気仙町・泉増寺の霊泉、震災でも枯れず残る

 

伊東所長が日を変えて採取した「今白水」。それぞれ色が違う

 弘仁元年(810)の開基と伝わる泉増寺。気仙三十三観音の一番札所で、本尊の聖観音菩薩のほか、境内には安産にご利益があるとされる子安観音堂(平成23年の震災で被災)がある。「今白水」が湧き出る井戸は参道の中途にひっそりとあり、その存在を知る人は少ない。
 寺号はもともと「千蔵寺」だったが、宝永元年(1704)、時の伊達藩領主・伊達綱村公が、夫人の安産を守った観音さまをまつる寺として同寺を探し当てた際、子安観音と霊泉の話に感銘を受け、「産形山泉増寺」と名を改めるよう命じたという。
 霊泉は、同寺縁起書をはじめ、気仙郡の村落について記した「安永風土記書上」にも、「月に一度白くなるので今白水と呼ばれる」とあり、この「白」と「水」をタテに組み合わせて「泉」、つまり「今泉」という地名の由来になったと伝わる。
 徹範さんを父に持ち、現在も同寺の管理にあたる小林恭範さん(74)=竹駒町=は、子どものころに井戸の中をのぞきこんでは「きょうは白くなった」などと思いながら見ていた。
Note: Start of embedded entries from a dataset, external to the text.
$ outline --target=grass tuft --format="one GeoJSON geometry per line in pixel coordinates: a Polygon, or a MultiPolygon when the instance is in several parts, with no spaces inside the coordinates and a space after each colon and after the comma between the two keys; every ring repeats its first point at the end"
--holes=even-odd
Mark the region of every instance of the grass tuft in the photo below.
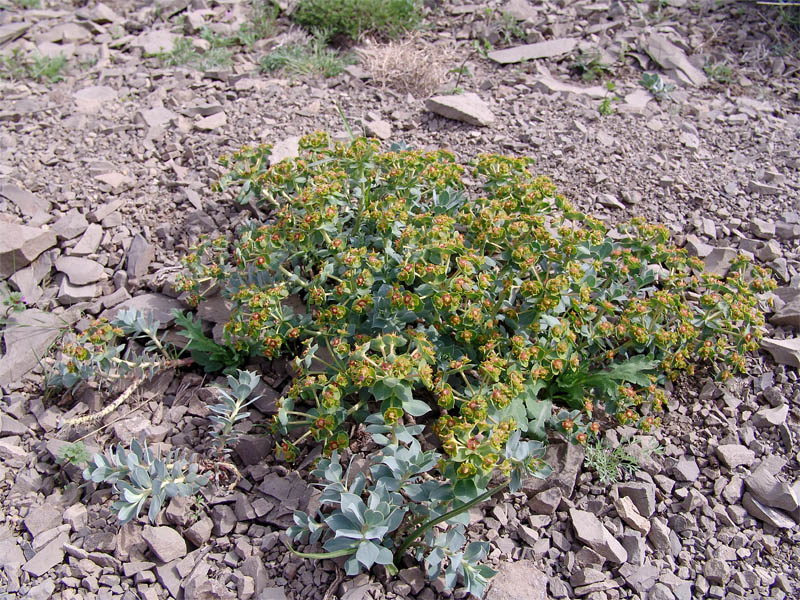
{"type": "Polygon", "coordinates": [[[300,0],[292,17],[308,31],[358,40],[364,34],[396,38],[422,21],[420,0],[300,0]]]}
{"type": "Polygon", "coordinates": [[[264,72],[284,71],[291,75],[335,77],[355,58],[327,46],[327,34],[317,32],[306,43],[279,46],[261,59],[264,72]]]}
{"type": "Polygon", "coordinates": [[[8,56],[0,56],[0,78],[56,83],[64,79],[62,70],[66,64],[67,59],[61,54],[54,57],[32,54],[26,57],[19,49],[15,49],[8,56]]]}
今白水から5㍍弱離れた場所にはもう一つ飲み水用の井戸があるが、そちらは白くならないという。
 大震災によってこの井戸も津波をかぶり、内部には土砂が入り込んだ。しかし、同地区在住で林・農業を営む佐藤直志さん、菅野剛さんが土をかき出すなどし掃除した結果、泉自体は〝生きて〟いることが分かった。
 この霊泉に興味を持ち、「今泉の宝」として大事にするよう助言したのは、同地区に昨年開設された済生会陸前高田診療所の伊東紘一所長。伊東所長は、外部の人が泉を無断で利用できないよう、「今白水」の商標登録に尽力した。また、水の成分についても専門機関に分析を依頼。毒物は未検出で、有機物が腐って流れ出している可能性もなく、きれいな水ということが分かった。
 さらに、同泉の水は一般的な水と比べケイ素とアルミニウムの含有割合が高いことも判明。ケイ素は鉱物の構成要素として地殻中に大量に存在し、水晶にも多く含まれる。それがどこから、どうして流れ出すのかは分からないが、水が白くなるのはケイ素由来のものと考えられる。
 昔も今もサンショウウオがすむほど清らかであることはわかっていたが、小林さんは「伊東先生のように、外から来た人が興味を持ってくれたからこそ、地元のいいところに気づかされた」と話し、「直志さんたちをはじめ、常に見回ってくれる地元の人たちのおかげで泉が残ってくれた」と感謝する。
 伊東所長(77)は「下手に調査を行って水脈が変わったりするとよくない。そこにあるがままで、そっと見守るのがいいことだと思う」といい、「こんなに面白い歴史がこの地にはあるのだから、地元の人たちにもっと地元を誇りに思ってほしい」と語った。